Wednesday, December 12, 2007

Story Iraq: Your Museum Caretaker

The guy keeps turning up like a case of hemorrhoid:

"Rare Look Inside Baghdad Museum" CARA BUCKLEY

BAGHDAD — For a few brief hours Tuesday, three dozen spectators — journalists, local politicians and their guards — gathered at the National Museum of Iraq here, their voices echoing through its vast, darkened halls. It was one of the few times outsiders had been allowed inside since Baghdad fell, looters stripped the galleries of some 15,000 Mesopotamian artifacts, and the museum became a wrenching symbol of the losses of the war.
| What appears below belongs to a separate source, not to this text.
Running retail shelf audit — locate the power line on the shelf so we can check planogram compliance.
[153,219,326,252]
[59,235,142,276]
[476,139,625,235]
Aside from a brief opening in late 2003, when officials and other guests were invited in, the museum has been shuttered since the invasion. But there has been a great push to reopen it of late.

The museum visit on Tuesday, a media event, was organized by Ahmad Chalabi, the Shiite politician and former exile leader who helped shape the Pentagon’s case for war. By organizing the visit, Mr. Chalabi sought to highlight the museum’s restoration efforts and insert himself in the recovery process. Before a row of photographers and cameramen, he presented the museum’s director with some 400 missing artifacts that he had procured through a friend.

Chalabi told the executive director, Amira Eidan:

We need help from international experts. We have so many more missing pieces, we need to do active search to get them back.”

Chalabi's photo-op! This is disgusting!

Shouldn't that lying criminal be in a jail cell?